# One Dimensional Hot Air Balloon Kinematics

1. Sep 13, 2009

### Flippit

1. The problem statement, all variables and given/known data
A hot-air balloon has just lifted off and is rising at the constant rate of 2.3 m/s. Suddenly one of the passengers realizes she has left her camera on the ground. A friend picks it up and tosses it straight upward with an initial speed of 12 m/s. If the passenger is 2.5m above her friend when the camera is tossed, how high is she when the camera reaches her?

2. Relevant equations

One-Dimensional Kinematics

3. The attempt at a solution

First I tried setting the distances of the balloon and the camera equal to each other,

camera: 12t+.5*-9.81t^2
balloon: 2.3t+2.5

12t+.5*-9.81t^2=2.3t+2.5

then I rearranged the equation

12t-4.905t^2-2.3t=2.5
9.7t-4.905t^2-2.5=0
-4.905t^2+9.7t-2.5=0

Next, I plugged the equation into the quadratic formula.
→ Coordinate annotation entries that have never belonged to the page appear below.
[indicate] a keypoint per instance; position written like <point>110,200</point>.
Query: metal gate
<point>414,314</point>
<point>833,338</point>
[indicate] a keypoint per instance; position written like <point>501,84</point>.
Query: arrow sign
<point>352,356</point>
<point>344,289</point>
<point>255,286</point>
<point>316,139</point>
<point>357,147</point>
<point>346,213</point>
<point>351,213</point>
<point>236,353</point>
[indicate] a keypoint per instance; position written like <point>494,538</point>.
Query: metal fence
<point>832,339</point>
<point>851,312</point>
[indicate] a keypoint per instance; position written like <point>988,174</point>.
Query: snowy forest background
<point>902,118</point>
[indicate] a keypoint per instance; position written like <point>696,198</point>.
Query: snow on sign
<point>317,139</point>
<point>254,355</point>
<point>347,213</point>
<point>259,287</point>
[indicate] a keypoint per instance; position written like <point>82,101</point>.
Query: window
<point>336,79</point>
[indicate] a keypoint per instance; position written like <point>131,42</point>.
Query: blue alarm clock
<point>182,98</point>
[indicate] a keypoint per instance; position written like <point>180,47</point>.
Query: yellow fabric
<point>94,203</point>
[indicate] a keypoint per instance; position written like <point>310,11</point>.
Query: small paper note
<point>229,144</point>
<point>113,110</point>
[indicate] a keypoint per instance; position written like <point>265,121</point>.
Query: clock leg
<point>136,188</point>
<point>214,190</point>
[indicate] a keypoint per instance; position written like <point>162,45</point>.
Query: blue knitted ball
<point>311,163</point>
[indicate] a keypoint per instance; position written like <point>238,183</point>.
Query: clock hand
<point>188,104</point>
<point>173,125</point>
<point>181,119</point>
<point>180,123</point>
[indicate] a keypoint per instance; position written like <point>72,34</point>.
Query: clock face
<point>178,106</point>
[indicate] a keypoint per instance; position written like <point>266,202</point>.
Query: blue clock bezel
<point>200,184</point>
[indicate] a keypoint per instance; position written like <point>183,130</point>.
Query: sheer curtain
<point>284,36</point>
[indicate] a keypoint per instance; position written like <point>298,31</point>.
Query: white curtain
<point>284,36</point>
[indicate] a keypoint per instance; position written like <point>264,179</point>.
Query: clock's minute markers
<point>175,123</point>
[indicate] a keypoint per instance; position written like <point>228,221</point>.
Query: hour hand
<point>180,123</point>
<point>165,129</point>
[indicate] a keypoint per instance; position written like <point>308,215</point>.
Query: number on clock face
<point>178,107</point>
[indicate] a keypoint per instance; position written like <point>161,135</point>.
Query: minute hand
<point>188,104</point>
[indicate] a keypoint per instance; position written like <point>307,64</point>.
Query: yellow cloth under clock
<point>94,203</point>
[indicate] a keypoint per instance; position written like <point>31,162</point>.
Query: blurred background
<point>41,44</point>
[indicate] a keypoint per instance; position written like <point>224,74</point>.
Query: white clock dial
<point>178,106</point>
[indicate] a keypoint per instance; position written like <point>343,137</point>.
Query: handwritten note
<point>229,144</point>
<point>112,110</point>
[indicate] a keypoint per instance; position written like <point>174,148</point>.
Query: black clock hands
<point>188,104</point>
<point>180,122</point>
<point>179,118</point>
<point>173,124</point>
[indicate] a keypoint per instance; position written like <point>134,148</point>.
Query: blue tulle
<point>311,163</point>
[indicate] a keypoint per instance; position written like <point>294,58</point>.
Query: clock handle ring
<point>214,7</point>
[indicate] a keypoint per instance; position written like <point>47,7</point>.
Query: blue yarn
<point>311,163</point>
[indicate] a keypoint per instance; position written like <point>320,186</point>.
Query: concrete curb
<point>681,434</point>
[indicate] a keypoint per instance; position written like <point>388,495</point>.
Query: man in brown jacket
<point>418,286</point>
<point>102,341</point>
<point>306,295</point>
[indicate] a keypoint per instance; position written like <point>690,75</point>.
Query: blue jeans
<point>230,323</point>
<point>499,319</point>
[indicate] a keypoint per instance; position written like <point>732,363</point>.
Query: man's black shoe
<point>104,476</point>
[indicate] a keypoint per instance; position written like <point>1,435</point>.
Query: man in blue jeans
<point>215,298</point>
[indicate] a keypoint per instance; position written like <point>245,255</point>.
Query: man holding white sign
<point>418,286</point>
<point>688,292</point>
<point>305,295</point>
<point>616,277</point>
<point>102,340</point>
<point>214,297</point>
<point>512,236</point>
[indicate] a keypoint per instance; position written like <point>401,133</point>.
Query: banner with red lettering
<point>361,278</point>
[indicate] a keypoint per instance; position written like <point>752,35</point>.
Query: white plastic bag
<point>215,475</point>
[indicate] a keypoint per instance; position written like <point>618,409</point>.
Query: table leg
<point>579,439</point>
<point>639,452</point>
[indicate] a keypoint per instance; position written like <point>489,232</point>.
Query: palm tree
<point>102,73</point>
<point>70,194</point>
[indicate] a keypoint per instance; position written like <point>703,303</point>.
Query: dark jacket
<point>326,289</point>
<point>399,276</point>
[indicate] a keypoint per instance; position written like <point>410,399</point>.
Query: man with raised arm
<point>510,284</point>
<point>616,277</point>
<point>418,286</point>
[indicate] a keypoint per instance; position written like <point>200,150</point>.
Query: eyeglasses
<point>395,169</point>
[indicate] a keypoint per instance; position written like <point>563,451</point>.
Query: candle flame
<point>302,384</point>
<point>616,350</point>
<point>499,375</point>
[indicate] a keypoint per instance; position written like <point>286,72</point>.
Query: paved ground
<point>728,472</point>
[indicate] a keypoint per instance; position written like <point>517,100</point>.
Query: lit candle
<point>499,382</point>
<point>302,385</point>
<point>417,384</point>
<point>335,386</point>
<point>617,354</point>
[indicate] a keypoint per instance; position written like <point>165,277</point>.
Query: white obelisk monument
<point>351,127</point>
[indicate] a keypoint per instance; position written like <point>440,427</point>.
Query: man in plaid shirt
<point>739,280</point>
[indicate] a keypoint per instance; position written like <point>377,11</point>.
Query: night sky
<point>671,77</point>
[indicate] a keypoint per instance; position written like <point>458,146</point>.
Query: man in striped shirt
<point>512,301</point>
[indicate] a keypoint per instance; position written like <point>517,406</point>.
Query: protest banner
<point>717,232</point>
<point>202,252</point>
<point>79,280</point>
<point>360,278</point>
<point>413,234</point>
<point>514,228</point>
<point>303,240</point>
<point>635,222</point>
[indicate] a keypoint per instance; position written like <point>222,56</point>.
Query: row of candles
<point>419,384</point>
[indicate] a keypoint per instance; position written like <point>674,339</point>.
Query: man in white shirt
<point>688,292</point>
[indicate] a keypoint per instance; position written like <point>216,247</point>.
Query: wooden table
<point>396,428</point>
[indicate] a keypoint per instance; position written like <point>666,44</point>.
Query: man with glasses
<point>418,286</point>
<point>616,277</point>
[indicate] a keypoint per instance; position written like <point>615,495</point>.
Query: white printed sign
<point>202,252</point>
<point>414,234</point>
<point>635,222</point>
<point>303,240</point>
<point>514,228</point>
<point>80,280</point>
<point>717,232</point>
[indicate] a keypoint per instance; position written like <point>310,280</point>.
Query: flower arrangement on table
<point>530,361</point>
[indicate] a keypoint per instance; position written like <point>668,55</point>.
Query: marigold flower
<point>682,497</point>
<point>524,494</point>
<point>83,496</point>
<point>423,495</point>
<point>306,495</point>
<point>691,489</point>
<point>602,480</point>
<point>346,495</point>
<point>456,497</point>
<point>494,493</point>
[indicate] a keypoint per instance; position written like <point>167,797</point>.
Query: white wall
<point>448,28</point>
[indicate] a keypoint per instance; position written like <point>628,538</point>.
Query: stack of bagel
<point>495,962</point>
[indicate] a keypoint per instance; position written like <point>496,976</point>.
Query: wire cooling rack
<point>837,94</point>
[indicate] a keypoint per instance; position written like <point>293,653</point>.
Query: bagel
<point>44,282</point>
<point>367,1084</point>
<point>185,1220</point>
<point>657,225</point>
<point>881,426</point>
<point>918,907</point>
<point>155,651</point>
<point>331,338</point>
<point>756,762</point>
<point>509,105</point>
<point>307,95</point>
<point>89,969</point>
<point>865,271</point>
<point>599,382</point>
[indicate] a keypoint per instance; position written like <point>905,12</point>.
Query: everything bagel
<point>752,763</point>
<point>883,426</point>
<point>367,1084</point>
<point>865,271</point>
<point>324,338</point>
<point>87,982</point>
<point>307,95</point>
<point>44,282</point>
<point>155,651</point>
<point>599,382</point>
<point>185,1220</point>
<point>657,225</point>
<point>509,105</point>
t= -9.7+-sqrt 9.7^2-4.905*-2.5/2*-4.905
t= -9.7+-sqrt 94.09+19.62*-2.5/-9.81
t= -9.7+-sqrt 94.09-49.05/-9.81
t= -9.7+-sqrt 45.04/9.81
t= -9.7+-6.71/9.81
t= .305, 1.67

next, I plugged the t value into the formula x= Xi + Vi*t + .5at^2
x= 0 + 12*.305 + .5*-9.81*.305^2
x= 3.66-4.905*.093
x= 3.66 -.456
x= 3.2m

I entered this into the website we turn our homework into, but it said the answer was incorrect, I'm not really sure what I did wrong, all my math seems correct.

Last edited: Sep 13, 2009
2. Sep 13, 2009

### tiny-tim

Welcome to PF!

Hi Flippit! Welcome to PF!

(try using the X2 tag just above the Reply box )
Looks ok to me.

(except I would have used the 2.3t+2.5 equation at the end, instead of the quadratic )

3. Sep 13, 2009

### Flippit

Alright, I guess I'll just have to talk to my teacher about it. Thanks for looking it over!